By allowing ads to appear on this site, you support the local businesses who, in turn, support great journalism.
Mecum wants to change law on legal organs
Placeholder Image

Hall County Board of Commissioners Chairman Richard Mecum on Thursday asked members of the county’s legislative delegation to change state law pertaining to legal organs in order to allow legal advertising to be posted on local websites rather than printed in newspapers.

Mecum’s request came during a discussion of the county’s legislative “wish list” with members of the delegation.

“We would like to see the legal organ set up with a local media website, such as Access North Georgia,” Mecum told legislators. “We figured that it would be a more fair trade setup.”

Mecum said there would be a cost saving for the county.

“It would be cheaper for us and far more accessible. 100 percent,” he said. “It would just be a lot cheaper and more accessible. We could have a bargaining tool basically to keep our costs down. We would just like to have something other than a printed — if somebody wants to print, they can do that — but to have something like that, it would be cheaper, more advantageous.”

The Times is the legal organ for Hall County. The county legal organ is the entity in which notices such as tax sales, foreclosures, public hearing notices and government budgets are published, as required by law, for distribution to the general public.

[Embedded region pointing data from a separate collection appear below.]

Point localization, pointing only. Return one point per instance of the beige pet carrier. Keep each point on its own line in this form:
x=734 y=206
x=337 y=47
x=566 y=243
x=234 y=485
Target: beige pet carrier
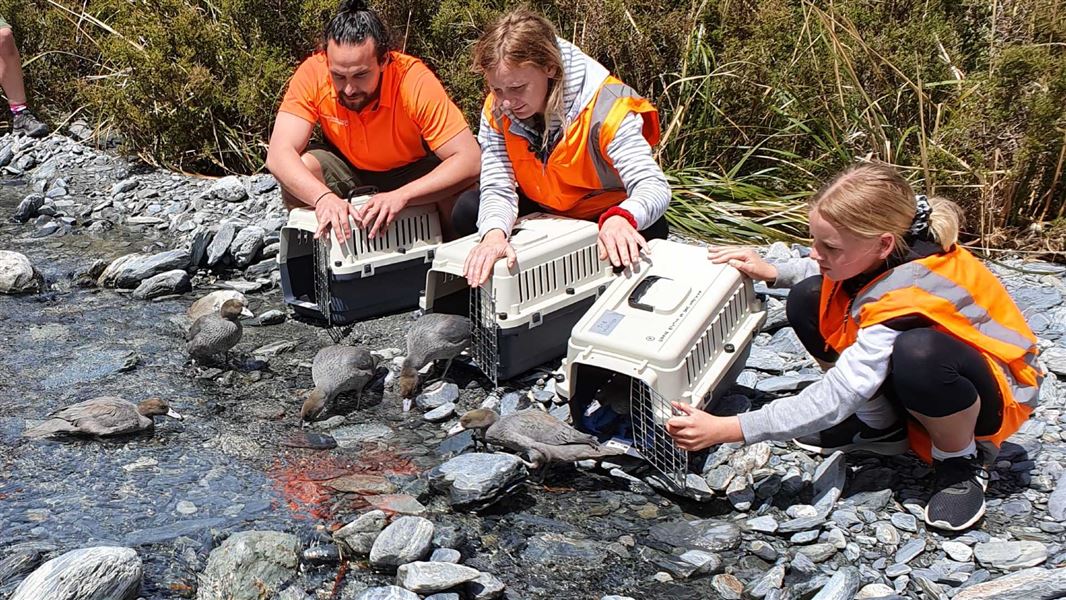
x=678 y=328
x=332 y=284
x=522 y=317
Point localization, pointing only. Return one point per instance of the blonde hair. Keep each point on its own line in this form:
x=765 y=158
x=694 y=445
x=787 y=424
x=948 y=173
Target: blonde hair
x=869 y=199
x=523 y=37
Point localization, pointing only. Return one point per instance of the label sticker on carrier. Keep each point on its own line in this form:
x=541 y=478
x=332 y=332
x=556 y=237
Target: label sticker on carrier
x=607 y=323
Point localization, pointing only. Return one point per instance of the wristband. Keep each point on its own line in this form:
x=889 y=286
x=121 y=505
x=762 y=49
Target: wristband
x=617 y=211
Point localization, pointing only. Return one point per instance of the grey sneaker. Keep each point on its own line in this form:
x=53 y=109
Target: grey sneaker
x=26 y=124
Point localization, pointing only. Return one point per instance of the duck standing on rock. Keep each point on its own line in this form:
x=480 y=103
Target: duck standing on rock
x=101 y=417
x=539 y=436
x=216 y=333
x=337 y=369
x=435 y=336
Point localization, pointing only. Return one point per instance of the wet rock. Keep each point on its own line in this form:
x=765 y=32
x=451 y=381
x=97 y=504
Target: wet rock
x=485 y=587
x=437 y=395
x=359 y=535
x=130 y=270
x=405 y=540
x=29 y=207
x=246 y=245
x=165 y=284
x=427 y=578
x=90 y=573
x=1030 y=584
x=221 y=242
x=386 y=593
x=554 y=549
x=478 y=479
x=17 y=274
x=1010 y=555
x=228 y=189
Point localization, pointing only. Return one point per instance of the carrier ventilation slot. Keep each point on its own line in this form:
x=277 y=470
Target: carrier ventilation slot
x=648 y=414
x=711 y=344
x=565 y=271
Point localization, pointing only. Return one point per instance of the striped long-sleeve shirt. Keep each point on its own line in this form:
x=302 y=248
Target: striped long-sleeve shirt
x=648 y=193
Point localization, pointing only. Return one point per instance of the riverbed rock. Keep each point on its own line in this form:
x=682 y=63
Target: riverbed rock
x=103 y=572
x=17 y=274
x=248 y=565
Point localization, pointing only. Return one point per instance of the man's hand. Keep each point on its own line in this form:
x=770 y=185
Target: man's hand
x=480 y=261
x=745 y=260
x=696 y=430
x=380 y=211
x=619 y=242
x=333 y=213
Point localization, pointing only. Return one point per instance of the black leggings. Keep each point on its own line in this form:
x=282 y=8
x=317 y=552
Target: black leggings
x=465 y=215
x=931 y=372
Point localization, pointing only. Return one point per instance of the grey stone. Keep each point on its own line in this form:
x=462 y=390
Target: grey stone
x=1010 y=555
x=89 y=573
x=405 y=540
x=165 y=284
x=246 y=245
x=249 y=565
x=228 y=189
x=427 y=578
x=478 y=479
x=1030 y=584
x=437 y=396
x=17 y=274
x=221 y=242
x=386 y=593
x=485 y=587
x=130 y=270
x=359 y=535
x=29 y=207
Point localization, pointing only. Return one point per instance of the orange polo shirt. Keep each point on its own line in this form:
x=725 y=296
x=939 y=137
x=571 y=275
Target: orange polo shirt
x=413 y=112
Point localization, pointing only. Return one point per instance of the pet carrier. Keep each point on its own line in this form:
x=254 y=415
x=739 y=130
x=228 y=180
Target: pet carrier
x=330 y=284
x=522 y=317
x=679 y=328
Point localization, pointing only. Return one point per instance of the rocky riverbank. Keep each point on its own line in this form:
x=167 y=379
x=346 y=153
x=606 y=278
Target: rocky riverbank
x=238 y=501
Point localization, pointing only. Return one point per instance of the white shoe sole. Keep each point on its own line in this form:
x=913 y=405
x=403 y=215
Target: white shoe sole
x=888 y=448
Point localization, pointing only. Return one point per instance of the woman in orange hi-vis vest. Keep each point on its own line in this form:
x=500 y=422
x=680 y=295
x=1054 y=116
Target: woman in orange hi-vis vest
x=923 y=346
x=559 y=134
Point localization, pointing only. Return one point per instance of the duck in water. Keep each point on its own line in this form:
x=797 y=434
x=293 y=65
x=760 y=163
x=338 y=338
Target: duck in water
x=337 y=369
x=101 y=417
x=539 y=436
x=215 y=333
x=433 y=337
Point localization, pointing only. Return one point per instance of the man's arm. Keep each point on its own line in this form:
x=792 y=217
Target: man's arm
x=287 y=143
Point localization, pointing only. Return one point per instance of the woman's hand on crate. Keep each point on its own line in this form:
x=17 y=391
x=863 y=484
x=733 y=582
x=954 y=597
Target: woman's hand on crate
x=333 y=212
x=482 y=258
x=380 y=211
x=620 y=242
x=745 y=260
x=696 y=430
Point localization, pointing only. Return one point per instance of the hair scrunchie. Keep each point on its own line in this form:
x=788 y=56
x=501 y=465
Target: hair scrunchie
x=923 y=211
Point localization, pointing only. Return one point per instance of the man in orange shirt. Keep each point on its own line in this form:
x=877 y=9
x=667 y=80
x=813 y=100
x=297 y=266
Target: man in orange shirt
x=387 y=123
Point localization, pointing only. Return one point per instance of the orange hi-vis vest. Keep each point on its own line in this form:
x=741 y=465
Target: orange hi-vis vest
x=964 y=300
x=579 y=179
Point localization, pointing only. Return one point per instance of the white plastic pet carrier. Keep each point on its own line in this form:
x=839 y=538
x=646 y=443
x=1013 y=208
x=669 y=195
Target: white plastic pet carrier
x=332 y=284
x=522 y=315
x=678 y=328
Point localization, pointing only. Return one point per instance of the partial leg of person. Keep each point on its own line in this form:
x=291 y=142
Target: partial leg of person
x=947 y=386
x=14 y=85
x=876 y=426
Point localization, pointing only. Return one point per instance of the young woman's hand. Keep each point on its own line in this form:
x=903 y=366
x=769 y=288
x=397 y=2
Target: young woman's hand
x=696 y=430
x=619 y=242
x=745 y=260
x=482 y=258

State law currently requires the legal organ to be a paid circulation newspaper. The Times is the only newspaper in Hall County that meets the qualifications to serve as a legal organ under the current law.

While the request to lawmakers came from the commission chairman, the county commission is not involved in the selection of the legal organ. The responsibility lies with the county sheriff, clerk of court and probate judge.

“I don’t know what they spend for legal advertising. ... Obviously it’s enough to bring it up. Everybody’s looking for cost savings,” said state Rep. Carl Rogers, R-Gainesville. “I guess they like to use the word ‘monopoly’ a lot.”

The rates for public notice advertising required to be run in the legal organ are set by the state and are the same statewide.

All legal notices published in The Times are also posted on and are accessible at no charge. The Georgia Press Association also maintains a website on which legal notices from throughout the state are posted and accessible.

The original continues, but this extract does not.